The intriguing targeting of many conserved signaling genes by Rbf1 in the Drosophila embryo led us examine whether RB/p130 show similar binding preferences. The vast majority (106/137) of signaling components bound in the fly were also found to have RB and/or p130 at the promoter in human fibroblasts. These corepressors were found at 111 additional signaling pathway genes that lacked Rbf1 occupancy in the embryo (Table S8). The high proportion of conserved signaling pathway genes targeted by RB family proteins suggests that this proposed regulatory connection may represent an essential link between multiple cellular components of growth control and differentiation.
Our analysis of genomic occupancy of Rbf1, the major RB protein in the Drosophila embryo, provides intriguing new pictures of activities of this conserved cofactor. Previous genetic studies of this factor showed that the protein is not required in early embryogenesis, despite the presence of this protein (Du and Dyson 1999; Stevaux et al. 2002; Keller et al. 2005). Consistent with this picture, our temporal analysis indicates that there is a widespread, perhaps universal, regulation of Rbf1 binding during this period of development, limiting access to promoter regions. Although phosphorylation of RB proteins is a well-studied pathway that regulates contact of the cofactor with E2F proteins, there is no evidence that RB proteins from early embryos show a preferentially hyperphosphorylated, slower-migrating form; thus, additional forms of regulation may be important for this developmentally controlled binding (Stevaux et al. 2002; Keller et al. 2005). In our analysis we found low levels of occupancy of target gene promoters by Rbf1 during early stages, especially 0- to 6-hr embryos. During this developmental time window, the nuclei in the embryo are either engaged in rapid mitotic cycles (cycles 1–13, where there are no G1 and G2 phases) or have just finished, and may not have yet established the regulated Rbf1-bound state. Further analysis of the occupancy of Rbf1-recruiting transcription factors during development will shed light on this matter.

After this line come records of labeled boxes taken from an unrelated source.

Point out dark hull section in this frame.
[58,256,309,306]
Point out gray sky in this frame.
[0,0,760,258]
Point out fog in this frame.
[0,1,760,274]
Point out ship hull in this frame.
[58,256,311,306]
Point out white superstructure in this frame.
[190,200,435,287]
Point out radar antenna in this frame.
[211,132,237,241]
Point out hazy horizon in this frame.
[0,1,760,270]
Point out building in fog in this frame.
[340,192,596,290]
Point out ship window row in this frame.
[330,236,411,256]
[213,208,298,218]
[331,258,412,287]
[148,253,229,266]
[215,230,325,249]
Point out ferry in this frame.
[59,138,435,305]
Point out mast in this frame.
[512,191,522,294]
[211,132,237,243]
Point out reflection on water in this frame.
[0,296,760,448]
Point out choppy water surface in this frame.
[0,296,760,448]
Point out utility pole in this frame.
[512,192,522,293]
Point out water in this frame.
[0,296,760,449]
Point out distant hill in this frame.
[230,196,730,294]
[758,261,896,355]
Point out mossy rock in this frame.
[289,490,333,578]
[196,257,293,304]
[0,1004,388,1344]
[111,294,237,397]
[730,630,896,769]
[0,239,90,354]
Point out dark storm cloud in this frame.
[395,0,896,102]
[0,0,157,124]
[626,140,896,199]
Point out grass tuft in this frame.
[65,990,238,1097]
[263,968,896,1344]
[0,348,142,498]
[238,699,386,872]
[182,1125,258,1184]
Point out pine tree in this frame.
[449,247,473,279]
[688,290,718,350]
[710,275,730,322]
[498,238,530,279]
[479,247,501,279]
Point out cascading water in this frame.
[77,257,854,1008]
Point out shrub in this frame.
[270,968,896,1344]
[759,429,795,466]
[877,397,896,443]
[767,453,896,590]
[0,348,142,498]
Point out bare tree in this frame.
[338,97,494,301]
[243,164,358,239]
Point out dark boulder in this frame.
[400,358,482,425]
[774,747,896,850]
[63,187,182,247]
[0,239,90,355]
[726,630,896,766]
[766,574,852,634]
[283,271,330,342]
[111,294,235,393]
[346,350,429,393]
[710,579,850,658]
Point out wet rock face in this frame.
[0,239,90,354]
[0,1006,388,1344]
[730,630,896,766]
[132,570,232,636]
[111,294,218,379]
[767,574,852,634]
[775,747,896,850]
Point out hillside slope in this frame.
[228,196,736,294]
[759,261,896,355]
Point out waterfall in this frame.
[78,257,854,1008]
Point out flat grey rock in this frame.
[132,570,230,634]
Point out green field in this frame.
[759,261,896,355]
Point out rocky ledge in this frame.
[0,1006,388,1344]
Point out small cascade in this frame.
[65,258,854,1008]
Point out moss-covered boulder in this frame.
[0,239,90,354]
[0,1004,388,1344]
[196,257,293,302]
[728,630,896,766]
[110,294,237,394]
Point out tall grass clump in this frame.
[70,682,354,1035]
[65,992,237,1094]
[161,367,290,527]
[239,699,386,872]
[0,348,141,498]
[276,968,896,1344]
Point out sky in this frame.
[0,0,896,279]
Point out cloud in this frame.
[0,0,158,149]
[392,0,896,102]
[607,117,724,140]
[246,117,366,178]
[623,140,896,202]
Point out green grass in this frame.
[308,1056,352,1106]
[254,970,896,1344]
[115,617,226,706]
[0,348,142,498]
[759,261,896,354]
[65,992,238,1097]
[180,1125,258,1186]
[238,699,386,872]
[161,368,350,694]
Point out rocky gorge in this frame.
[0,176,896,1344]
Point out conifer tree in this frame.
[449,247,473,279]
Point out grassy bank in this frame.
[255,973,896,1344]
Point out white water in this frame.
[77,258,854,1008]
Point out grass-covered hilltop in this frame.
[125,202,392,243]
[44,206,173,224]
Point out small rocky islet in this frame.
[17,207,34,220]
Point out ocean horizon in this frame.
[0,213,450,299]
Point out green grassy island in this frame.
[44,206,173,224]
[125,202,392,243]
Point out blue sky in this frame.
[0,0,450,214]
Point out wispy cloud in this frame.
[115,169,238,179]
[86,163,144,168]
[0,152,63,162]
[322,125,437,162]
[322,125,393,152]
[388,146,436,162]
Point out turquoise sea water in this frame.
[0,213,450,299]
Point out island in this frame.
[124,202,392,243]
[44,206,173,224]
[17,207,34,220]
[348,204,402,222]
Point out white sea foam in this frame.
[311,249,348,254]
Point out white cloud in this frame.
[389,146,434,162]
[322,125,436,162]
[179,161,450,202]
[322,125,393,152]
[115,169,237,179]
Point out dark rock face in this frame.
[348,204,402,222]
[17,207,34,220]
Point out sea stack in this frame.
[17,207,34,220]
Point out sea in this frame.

Our study identified 1890 promoters that are bound by Rbf1; this is an order of magnitude higher than the number of genes identified as functional targets of Rbf/E2F factors in RNAi experiments conducted on cultured S2 cells (Dimova et al. 2003). A large majority of the genes misregulated in S2 cells after RNAi knockdown of Rbf1 were bound by the corepressor in the embryo, indicating that many of these genes are indeed direct Rbf1 targets, but the question remains how to interpret the other identified binding events. Some may represent fortuitous associations that do not materially contribute to gene regulation, as has been suggested for some genome-wide associations of transcription factors (Georlette et al. 2007; Li et al. 2008); however, the tight promoter localization puts the corepressor in a position that is very likely to influence basal promoter activity and indeed we show evidence that at least some of these promoters can be repressed by Rbf1. We favor the idea that only a fraction of the genes that we identified are affected in cell culture because S2 cells do not represent the complex mixture of differentiated tissues that we sampled in the embryo. Activation of some of these genes may require co-stimulatory signals that are lacking in the cell culture system. Alternatively, the RNAi knockdown may have not been extensive enough to uncover the true scope of Rbf1 regulation.

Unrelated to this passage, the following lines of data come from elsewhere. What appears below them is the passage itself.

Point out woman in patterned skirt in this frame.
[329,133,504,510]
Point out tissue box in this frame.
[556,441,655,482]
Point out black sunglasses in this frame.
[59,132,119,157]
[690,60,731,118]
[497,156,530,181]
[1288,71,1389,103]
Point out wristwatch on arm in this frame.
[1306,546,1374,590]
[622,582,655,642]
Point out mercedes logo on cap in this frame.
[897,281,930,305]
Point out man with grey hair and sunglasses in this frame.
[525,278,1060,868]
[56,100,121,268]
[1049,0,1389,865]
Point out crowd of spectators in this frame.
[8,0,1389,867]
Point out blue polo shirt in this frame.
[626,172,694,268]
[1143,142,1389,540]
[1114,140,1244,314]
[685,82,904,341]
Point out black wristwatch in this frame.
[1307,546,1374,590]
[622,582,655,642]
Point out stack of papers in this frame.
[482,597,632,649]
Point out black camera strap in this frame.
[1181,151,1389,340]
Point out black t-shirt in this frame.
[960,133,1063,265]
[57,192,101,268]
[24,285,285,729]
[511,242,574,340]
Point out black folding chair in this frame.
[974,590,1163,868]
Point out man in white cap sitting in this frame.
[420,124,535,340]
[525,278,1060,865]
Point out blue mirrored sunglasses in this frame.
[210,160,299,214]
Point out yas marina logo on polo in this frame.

One of the most surprising findings of our study is the extensive occupancy of multiple nodes of conserved signaling pathways by Rbf1 (Figure 3 and Table S2). This aspect highlights one feature of RB biology that our ChIP-seq analysis in developing embryos has brought to the fore. Previous studies that examined the regulons or direct physical targets of RB proteins have not emphasized this striking aspect of the system (Dimova et al. 2003; Georlette et al. 2007; Kirienko and Fay 2007; Ferrari et al. 2008; Chicas et al. 2010), which may be partially due to the heavy reliance on cell culture systems for this information; certain promoters may only be bound in a developmental context. However, this aspect of RB biology may also have been overlooked in part because some GO categories do not specifically identify individual signaling pathway genes. We reanalyzed the genes identified as RB and p130 targets in human fibroblasts and found that more than 200 signaling pathway genes are bound in these cells (Chicas et al. 2010 and data not shown). An additional feature of the human cell data set is that RB and p130 in cultured cells appear to occupy a greater percentage of total promoters than does Rbf1 in the Drosophila embryo, which tends to obscure the enrichment of any particular set of genes.

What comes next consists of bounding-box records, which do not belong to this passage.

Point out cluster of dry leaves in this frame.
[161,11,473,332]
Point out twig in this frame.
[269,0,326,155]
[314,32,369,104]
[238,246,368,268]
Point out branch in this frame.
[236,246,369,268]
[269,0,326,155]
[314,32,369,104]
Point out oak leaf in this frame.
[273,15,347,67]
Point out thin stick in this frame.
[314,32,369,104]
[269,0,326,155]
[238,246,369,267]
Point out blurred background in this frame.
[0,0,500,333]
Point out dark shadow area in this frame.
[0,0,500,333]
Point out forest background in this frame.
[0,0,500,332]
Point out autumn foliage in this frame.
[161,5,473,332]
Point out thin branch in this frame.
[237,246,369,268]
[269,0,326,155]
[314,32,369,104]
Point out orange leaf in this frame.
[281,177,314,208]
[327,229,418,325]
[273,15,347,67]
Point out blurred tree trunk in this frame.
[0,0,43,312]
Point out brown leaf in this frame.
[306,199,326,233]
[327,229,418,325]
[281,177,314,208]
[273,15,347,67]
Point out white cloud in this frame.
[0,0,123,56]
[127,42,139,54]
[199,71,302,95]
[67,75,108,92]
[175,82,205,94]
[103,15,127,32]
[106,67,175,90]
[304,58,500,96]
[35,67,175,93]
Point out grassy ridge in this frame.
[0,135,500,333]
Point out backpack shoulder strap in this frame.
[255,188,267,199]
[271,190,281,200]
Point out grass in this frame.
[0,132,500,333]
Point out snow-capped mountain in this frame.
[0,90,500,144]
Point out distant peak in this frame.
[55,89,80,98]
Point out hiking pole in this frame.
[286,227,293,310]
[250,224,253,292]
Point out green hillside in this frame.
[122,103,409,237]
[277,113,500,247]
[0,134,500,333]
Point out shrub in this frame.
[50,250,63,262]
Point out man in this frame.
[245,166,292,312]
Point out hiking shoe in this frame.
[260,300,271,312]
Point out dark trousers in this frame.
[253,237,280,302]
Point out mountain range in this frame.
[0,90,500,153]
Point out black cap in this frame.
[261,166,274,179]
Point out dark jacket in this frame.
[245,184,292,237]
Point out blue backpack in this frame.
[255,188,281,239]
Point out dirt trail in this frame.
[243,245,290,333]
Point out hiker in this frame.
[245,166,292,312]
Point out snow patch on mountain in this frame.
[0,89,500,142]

There is abundant functional evidence linking RB and conserved signaling pathways. The Hippo growth control pathway has been recently found to control Rbf1 activity itself, suggesting that there are homeostatic feedback loops regulating Rbf and Hippo levels (Nicolay et al. 2011; Tschop et al. 2011). Previous functional studies linked RB regulation to individual components of the insulin signaling and S6 kinase pathways in mammals and plants (Hsieh et al. 2008; Annicotte et al. 2009; Mercader et al. 2009; Henriques et al. 2010). Recent studies have also highlighted the functional interaction of RB regulatory pathways with insulin signaling (Hsieh et al. 2008; Mercader et al. 2009; Henriques et al. 2010). The direct targeting of signaling component gene promoters by RB family members may provide one means for a molecular linkage of these conserved pathways. To identify the true functional significance of these Rbf1-promoter interactions, more extensive analysis of cis-elements required for Rbf1 recruitment on individual promoters is required, as well as evaluation of the interplay of Rbf1 and these signaling pathways in a developmental context.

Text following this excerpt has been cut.